Ever since the Apple iPhone released back in 2007, the cat & mouse game between hackers and Apple began. While Apple believed in controlling the entire ecosystem around the iPhone and being a firewall to any 3rd party application, feature or functionality to be built had to go through a touch process (read: Apple’s acid test). Add to that the fact that, iPhone happens to be locked to AT&T since three years and international launches are often delayed with endless carrier negotiations, the wonderful thing called jailbreak brought cheer to the community with an adoption rate reported as high as 9%, the hackers have surely hit Apple hard enough here.
Be custom ringtones or themes, 3rd party apps or pirated ones – Jailbreakers have opened the door for you. The recent baseband upgrade out with the firmware version 3.1.3 is yet to be hacked completely and this has left the community with only the tethered jailbreak as an option. In case you aren’t aware, if your iPhone is on tethered jailbreak, it would reboot to a activation screen everything it runs out of a charge or you poweroff the device. You need to connect the same to the system again and jailbreak again to start using the iPhone. A lengthy and irritating process.

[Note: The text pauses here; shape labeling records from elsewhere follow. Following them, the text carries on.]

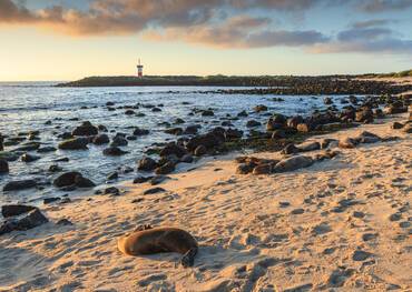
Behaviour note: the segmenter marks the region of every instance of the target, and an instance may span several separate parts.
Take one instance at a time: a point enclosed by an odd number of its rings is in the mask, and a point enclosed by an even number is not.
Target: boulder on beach
[[[146,130],[146,129],[140,129],[140,128],[135,128],[134,132],[133,132],[134,135],[147,135],[149,134],[149,130]]]
[[[161,167],[158,167],[157,169],[155,169],[155,173],[156,174],[169,174],[174,172],[175,169],[176,169],[176,163],[174,163],[173,161],[169,161],[163,164]]]
[[[57,188],[73,185],[78,175],[82,177],[82,174],[77,171],[65,172],[55,179],[53,185]]]
[[[194,154],[196,157],[203,157],[204,154],[206,154],[206,152],[207,152],[207,149],[206,149],[205,145],[198,145],[198,147],[196,147],[196,149],[194,151]]]
[[[160,150],[160,157],[168,157],[168,155],[176,155],[178,158],[183,158],[184,155],[187,154],[187,150],[182,147],[182,145],[178,145],[176,143],[168,143],[167,145],[165,145],[161,150]]]
[[[29,162],[33,162],[36,160],[39,160],[40,157],[32,155],[32,154],[29,154],[29,153],[24,153],[24,154],[21,155],[20,159],[21,159],[22,162],[29,163]]]
[[[158,167],[157,162],[151,158],[143,158],[137,164],[137,169],[140,171],[153,171]]]
[[[40,210],[35,209],[21,217],[9,219],[2,223],[0,226],[0,235],[12,231],[30,230],[47,222],[49,222],[49,220],[40,212]]]
[[[207,134],[196,135],[192,138],[187,143],[186,148],[189,151],[194,151],[197,147],[204,145],[206,149],[213,149],[223,143],[223,139],[218,134],[210,132]]]
[[[86,138],[73,138],[59,143],[61,150],[86,150],[89,140]]]
[[[94,138],[92,142],[96,145],[102,145],[108,144],[110,142],[110,139],[107,134],[98,134]]]
[[[0,174],[9,173],[9,162],[6,159],[0,159]]]
[[[300,149],[301,152],[307,152],[307,151],[314,151],[314,150],[320,150],[321,149],[321,143],[320,142],[304,142],[302,144],[297,145],[297,149]]]
[[[107,157],[120,157],[120,155],[127,154],[129,152],[124,151],[118,147],[109,147],[109,148],[106,148],[102,151],[102,153],[104,153],[104,155],[107,155]]]
[[[36,185],[37,185],[37,182],[35,180],[10,181],[4,184],[3,191],[10,192],[10,191],[27,190],[27,189],[35,188]]]
[[[339,141],[339,147],[342,149],[354,149],[356,148],[357,144],[359,144],[359,141],[350,137],[346,137]]]
[[[3,215],[3,218],[17,217],[17,215],[21,215],[23,213],[30,212],[35,209],[37,208],[32,205],[4,204],[1,207],[1,214]]]
[[[273,169],[273,172],[287,172],[311,167],[313,160],[310,157],[296,155],[281,160]]]

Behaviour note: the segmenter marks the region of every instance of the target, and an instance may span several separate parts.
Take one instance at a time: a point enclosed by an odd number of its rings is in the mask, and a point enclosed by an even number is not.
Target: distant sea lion
[[[197,254],[197,242],[186,231],[177,228],[151,228],[144,225],[133,233],[121,236],[117,246],[127,255],[144,255],[160,252],[178,252],[184,254],[180,264],[192,266]]]

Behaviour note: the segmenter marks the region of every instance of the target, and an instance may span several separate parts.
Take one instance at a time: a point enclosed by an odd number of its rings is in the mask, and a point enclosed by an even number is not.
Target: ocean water
[[[56,88],[51,82],[37,83],[0,83],[0,132],[3,135],[17,137],[19,132],[40,131],[42,147],[53,145],[61,141],[59,133],[71,131],[81,121],[90,121],[95,125],[104,124],[108,128],[108,134],[114,137],[116,132],[131,134],[134,127],[150,130],[149,135],[139,137],[136,141],[129,141],[124,150],[130,153],[119,157],[105,157],[102,150],[107,145],[89,145],[86,151],[62,151],[39,154],[41,159],[31,163],[21,161],[10,162],[10,173],[0,175],[0,203],[26,200],[37,200],[50,195],[61,195],[61,192],[51,185],[43,190],[28,190],[23,192],[3,193],[2,187],[10,180],[36,178],[40,181],[52,181],[58,174],[47,170],[59,158],[69,158],[69,162],[58,164],[65,171],[80,171],[97,184],[106,182],[109,173],[119,168],[130,167],[136,169],[136,161],[141,159],[144,151],[156,142],[174,141],[177,137],[164,133],[167,129],[160,125],[163,122],[173,123],[176,118],[185,120],[184,124],[173,127],[187,127],[200,124],[200,133],[220,125],[228,117],[236,117],[243,110],[249,113],[248,118],[230,121],[235,128],[245,130],[251,119],[265,123],[265,113],[255,113],[253,108],[257,104],[268,107],[271,113],[284,114],[310,114],[315,109],[323,109],[324,97],[282,97],[284,101],[273,101],[275,95],[248,95],[248,94],[220,94],[202,93],[199,91],[216,90],[218,88],[195,87],[133,87],[133,88]],[[225,88],[227,89],[227,88]],[[238,89],[238,88],[237,88]],[[339,100],[342,97],[331,97]],[[115,108],[124,105],[141,104],[136,112],[145,113],[145,117],[126,115],[125,109],[108,111],[106,103],[115,102]],[[150,108],[143,105],[163,104],[161,112],[153,112]],[[215,117],[202,117],[200,113],[190,115],[194,109],[209,109]],[[79,121],[72,121],[72,119]],[[46,124],[51,121],[51,124]],[[264,125],[255,128],[264,130]],[[7,139],[6,139],[7,141]],[[24,143],[24,142],[22,142]],[[19,145],[7,147],[6,151],[12,151]],[[133,173],[121,174],[120,180],[130,180],[136,177]]]

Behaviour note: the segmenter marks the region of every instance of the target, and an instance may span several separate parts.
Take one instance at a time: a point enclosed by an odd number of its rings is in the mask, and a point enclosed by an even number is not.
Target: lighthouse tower
[[[140,63],[140,59],[139,63],[137,64],[137,77],[143,78],[143,64]]]

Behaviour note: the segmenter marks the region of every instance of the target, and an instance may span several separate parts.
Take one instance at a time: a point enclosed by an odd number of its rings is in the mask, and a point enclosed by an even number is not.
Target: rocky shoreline
[[[412,90],[395,81],[362,80],[363,75],[324,77],[91,77],[57,87],[246,87],[252,89],[204,91],[226,94],[398,94]],[[203,91],[200,91],[203,92]]]
[[[3,205],[0,290],[408,290],[411,118],[395,117],[120,192]],[[194,268],[120,255],[139,224],[190,231]]]
[[[218,155],[243,149],[281,150],[290,145],[291,142],[302,141],[313,134],[371,123],[374,119],[383,118],[385,114],[408,112],[411,95],[371,95],[364,99],[350,95],[342,98],[340,102],[343,105],[342,110],[335,107],[332,99],[325,98],[325,109],[315,111],[306,117],[271,114],[266,105],[257,104],[254,108],[254,112],[262,114],[262,117],[267,117],[265,131],[255,130],[256,127],[262,127],[263,122],[248,119],[246,111],[239,112],[237,117],[228,117],[227,121],[222,122],[220,127],[215,127],[204,133],[199,133],[202,124],[179,127],[185,121],[177,119],[174,121],[174,124],[169,123],[169,127],[165,130],[171,137],[177,137],[175,141],[153,145],[146,150],[146,155],[137,161],[135,168],[125,167],[121,171],[127,173],[137,171],[137,175],[134,179],[135,183],[154,181],[154,184],[156,184],[156,181],[161,181],[165,175],[173,173],[179,163],[190,164],[205,155]],[[106,108],[108,111],[116,110],[114,102],[108,102]],[[135,110],[138,108],[139,105],[125,105],[121,107],[121,110],[125,111],[125,115],[136,115]],[[161,111],[159,105],[153,105],[149,109],[151,111]],[[208,119],[214,117],[214,111],[210,109],[194,109],[194,114]],[[232,125],[230,120],[235,119],[245,120],[246,129],[248,129],[246,137],[243,130]],[[7,177],[10,173],[10,165],[16,163],[16,161],[24,162],[30,168],[43,153],[57,150],[66,151],[65,153],[67,154],[70,154],[71,151],[89,151],[90,144],[104,147],[101,155],[121,157],[128,153],[122,147],[140,137],[150,134],[151,130],[134,128],[131,133],[115,132],[110,137],[106,125],[95,125],[89,121],[84,121],[70,132],[57,131],[56,135],[60,139],[60,142],[56,145],[43,145],[39,138],[40,131],[23,132],[16,137],[3,133],[0,134],[0,175]],[[59,158],[49,165],[47,172],[49,173],[48,178],[52,178],[51,180],[11,180],[2,187],[2,191],[17,192],[56,188],[61,192],[68,193],[76,190],[92,189],[100,184],[86,178],[76,169],[65,171],[61,165],[68,160],[69,157]],[[108,173],[107,181],[116,182],[120,175],[120,171]],[[118,194],[119,191],[108,187],[106,189],[97,188],[96,193]],[[51,197],[45,198],[43,201],[62,199],[60,197]]]

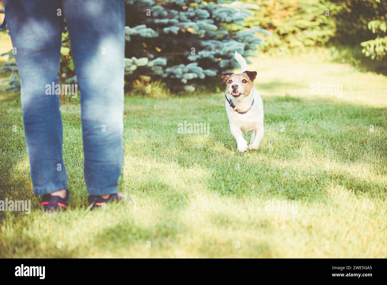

While it was expected that a turnaround to this would come up very soon and hackers would catchup with the Apple software update, I am surprised to see more than one hardware solutions coming up to tackle the situation. We recently saw the iDongle that allows you to re-jailbreak the iPhone (or iPad touch) if you end up rebooting to the activation / recovery screen. Today I came across something called iKey that does exactly the same thing as iDongle.
The opportunity that hackers / modders see in jailbreaking solutions for the iPhone / iPod touch or iPad is certainly a testimony to Apple’s popularity and success with the iPhone platform. Anytime in the future if I am to gaze the popularity of a platform (be it Android or WebOS), all I need to do is look at the hackers community!